Be a good, well-trained and mentally prepared athlete is useful but it’s equally important to know that you must show these skills on the field. Otherwise they are useless.

The growth rules by Piketty

Thomas Piketty is one of the most relevant current economists who has written a book to explain the dynamics driving the accumulation and distribution of capital and the historical evolution of global growth and inequality.

According Piketty the following are the reasons  behind the development of a country.

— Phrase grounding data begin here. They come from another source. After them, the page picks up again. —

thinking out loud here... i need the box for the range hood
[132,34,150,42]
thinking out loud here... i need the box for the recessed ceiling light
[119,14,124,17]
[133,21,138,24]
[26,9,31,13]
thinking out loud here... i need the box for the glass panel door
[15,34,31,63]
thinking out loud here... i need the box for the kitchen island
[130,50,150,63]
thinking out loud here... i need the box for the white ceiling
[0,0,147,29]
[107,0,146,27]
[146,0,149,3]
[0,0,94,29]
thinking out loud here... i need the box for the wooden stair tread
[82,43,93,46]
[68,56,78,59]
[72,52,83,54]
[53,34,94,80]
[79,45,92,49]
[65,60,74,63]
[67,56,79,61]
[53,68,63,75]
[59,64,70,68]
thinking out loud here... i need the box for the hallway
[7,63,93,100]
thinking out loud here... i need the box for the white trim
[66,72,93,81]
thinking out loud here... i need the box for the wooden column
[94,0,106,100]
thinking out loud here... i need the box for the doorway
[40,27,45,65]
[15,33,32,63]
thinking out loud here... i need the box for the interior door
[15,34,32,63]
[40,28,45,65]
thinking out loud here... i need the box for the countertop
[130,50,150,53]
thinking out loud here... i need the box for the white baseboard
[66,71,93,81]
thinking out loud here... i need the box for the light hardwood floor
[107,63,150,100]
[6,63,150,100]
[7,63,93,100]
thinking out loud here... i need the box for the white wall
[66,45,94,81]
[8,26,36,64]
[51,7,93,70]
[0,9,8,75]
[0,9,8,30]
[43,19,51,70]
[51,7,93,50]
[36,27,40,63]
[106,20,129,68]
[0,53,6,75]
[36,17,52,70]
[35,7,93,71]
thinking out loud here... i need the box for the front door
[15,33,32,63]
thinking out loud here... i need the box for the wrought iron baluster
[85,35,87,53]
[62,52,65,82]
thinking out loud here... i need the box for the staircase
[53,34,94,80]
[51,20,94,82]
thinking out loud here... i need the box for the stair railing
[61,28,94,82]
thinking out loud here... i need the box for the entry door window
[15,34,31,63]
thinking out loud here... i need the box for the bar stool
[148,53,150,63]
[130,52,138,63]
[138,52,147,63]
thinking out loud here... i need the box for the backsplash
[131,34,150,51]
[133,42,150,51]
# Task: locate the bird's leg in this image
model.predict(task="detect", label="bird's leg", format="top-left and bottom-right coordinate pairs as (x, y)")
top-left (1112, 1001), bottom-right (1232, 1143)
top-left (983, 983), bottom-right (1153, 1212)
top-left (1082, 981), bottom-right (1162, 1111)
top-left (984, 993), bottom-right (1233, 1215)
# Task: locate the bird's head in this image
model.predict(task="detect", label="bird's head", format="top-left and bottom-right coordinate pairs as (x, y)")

  • Development happens when the poorest recover the richest using the same technological knowledge, qualifications and culture.
  • The dissemination of knowledge is determined by the opening  international and trade.
  • The dissemination of knowledge is manifested through investments and institutions allowing significant investment in people training in a framework of legality.
  • A legitimate and efficient public power is  necessary.
Some years ago, Richard Florida showed that at the basis of the development there are talent, tolerance and technology. Same ideas of those written by Piketty.
Based on these arguments we can draw our own considerations thinking if the institutions of  our country act in this direction by promoting growth and well-being

Wanted talents? No, it’s the wrong country

While the world’s major companies leading among them for years a war to have inside the best talents and into Google are dozens thepages by selecting “talent war”,  we live in a nation where those two words evoke little interest.  It’s what showed from a study conducted by Bruno Pellegrino, University of California, and Luigi Zingales, University of Chicago, according to which the Italian entrepreneurs, thankfully not all, prefer to have “yes manager” as collaborators, ready at any moment to please them in their choices at the expense of independent and competent men and women. It confirms the reluctance of the Italian business to the performance culture, combining the ability to take risks and innovate with the need to keep a profit budget and in its place spreads the anti-ethic familism, which selects individuals for co-optation. In this way  it’s left the road allowing the pursuit of success as the highest expression of quality business and it will start that one where favoritisms and patronages become the dominant factors of success. The Italian world of professional football once again is the mirror of this country and of this type of entrepreneurship: many low level foreigner players and a few young Italian talents. In fact, in most of the teams there are few Italian players and only this year have been introduced 84 new players, which further restrict the access to our young talents. The damage that it has been created is very serious. Hindered by the fact the young Italian to play, it spreads the idea that it’s useless to have youth activities, the best players will not find clubs willing to have them in the team, therefore they are obliged to go abroad as is the case of Immobile, Cerci and Verratti. Finally, the clubs spend money unnecessarily for foreign players who are not of value and the teams lose more value because they cannot count on players who want to win and tenacious. There are not explanations allowing to understand this phenome  so destructive for the clubs. Certainly the professionalism of the football managers  is defeated by this approach and the fact that this practice is so widespread evidently not worried indeed it emerges strengthened. Of course there are Italian companies and teams that are based on the culture of performance. Let’s follow them because they are an important piece of the solution of our problems.